Caching pg_dump files by migrations

I have three repos that I run migrations on before doing downstream integration tests. We use Postgres as our database. The migrated repos are django & flask. In one job, we run the migrations in each repo, call pg_dump to dump the data to files on an attached ‘workspace’, then call persist_to_workspace to save the files. This process takes around 10 minutes. In parallel downstream jobs, we call attach_workspace to access those file and restore the database before running the integration tests.
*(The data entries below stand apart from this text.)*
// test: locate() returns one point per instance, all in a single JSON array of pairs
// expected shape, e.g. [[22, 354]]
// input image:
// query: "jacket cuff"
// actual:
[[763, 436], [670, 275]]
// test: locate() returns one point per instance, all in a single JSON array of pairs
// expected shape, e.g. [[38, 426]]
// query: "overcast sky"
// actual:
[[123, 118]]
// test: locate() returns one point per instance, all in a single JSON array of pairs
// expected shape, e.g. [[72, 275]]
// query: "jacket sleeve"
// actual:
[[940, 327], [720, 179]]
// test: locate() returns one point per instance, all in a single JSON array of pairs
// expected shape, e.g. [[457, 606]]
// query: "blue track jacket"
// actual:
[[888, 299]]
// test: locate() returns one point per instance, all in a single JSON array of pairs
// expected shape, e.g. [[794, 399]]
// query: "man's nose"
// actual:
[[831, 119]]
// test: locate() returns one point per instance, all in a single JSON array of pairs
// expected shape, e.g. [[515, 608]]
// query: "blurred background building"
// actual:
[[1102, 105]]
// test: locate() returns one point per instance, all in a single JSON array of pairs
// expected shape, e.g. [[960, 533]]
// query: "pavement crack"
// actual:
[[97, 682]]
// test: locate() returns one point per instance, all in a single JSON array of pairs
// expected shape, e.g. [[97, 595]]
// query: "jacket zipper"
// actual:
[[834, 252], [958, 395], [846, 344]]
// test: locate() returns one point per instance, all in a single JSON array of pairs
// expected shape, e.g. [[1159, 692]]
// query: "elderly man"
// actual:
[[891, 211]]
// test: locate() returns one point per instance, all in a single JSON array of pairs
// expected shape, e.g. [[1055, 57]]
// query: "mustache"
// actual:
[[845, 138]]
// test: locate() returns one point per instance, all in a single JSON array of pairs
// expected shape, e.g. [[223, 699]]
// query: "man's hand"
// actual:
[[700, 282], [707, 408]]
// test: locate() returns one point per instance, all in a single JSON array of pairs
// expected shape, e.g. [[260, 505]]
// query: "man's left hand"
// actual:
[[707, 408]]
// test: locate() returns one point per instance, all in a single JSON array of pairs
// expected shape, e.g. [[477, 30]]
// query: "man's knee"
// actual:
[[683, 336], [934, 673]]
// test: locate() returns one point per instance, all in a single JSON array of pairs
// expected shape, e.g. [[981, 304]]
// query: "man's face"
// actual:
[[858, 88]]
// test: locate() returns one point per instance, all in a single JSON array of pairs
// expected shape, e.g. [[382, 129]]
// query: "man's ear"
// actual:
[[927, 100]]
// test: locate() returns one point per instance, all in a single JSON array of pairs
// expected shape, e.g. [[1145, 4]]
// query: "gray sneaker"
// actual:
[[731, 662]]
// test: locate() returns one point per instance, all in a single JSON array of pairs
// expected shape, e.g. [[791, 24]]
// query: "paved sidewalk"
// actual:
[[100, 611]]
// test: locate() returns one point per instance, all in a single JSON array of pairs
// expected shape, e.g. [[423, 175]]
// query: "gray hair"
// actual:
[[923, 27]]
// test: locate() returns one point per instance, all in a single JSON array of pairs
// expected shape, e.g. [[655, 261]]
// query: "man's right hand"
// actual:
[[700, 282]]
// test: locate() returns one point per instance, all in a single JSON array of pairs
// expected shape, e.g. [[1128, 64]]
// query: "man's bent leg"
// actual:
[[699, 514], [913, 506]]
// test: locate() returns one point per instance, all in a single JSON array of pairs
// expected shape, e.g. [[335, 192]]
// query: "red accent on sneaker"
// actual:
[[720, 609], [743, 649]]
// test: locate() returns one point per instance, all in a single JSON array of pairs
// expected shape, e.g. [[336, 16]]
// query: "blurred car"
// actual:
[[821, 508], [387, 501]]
I’d like to come up with a strategy to cache those ‘pg_dump’ files based on the last migration in each repo so, if no new migrations have been introduced, use the cached files. Otherwise, do all of the migrations and cache the new ‘pg_dump’ files.

Has anyone done something similar?

You could use the cache device, using the hash of the migration file as a cache key. If the migration file changes, the old cache becomes invalid and you have to re-do the migration.

Unfortunately there isn’t a single migration file. Each ‘app’ in the repo has a ‘migrations’ directory where migrations for that app live.

That’s probably OK - just write something that creates an overall hash of all of them and use that as your cache key.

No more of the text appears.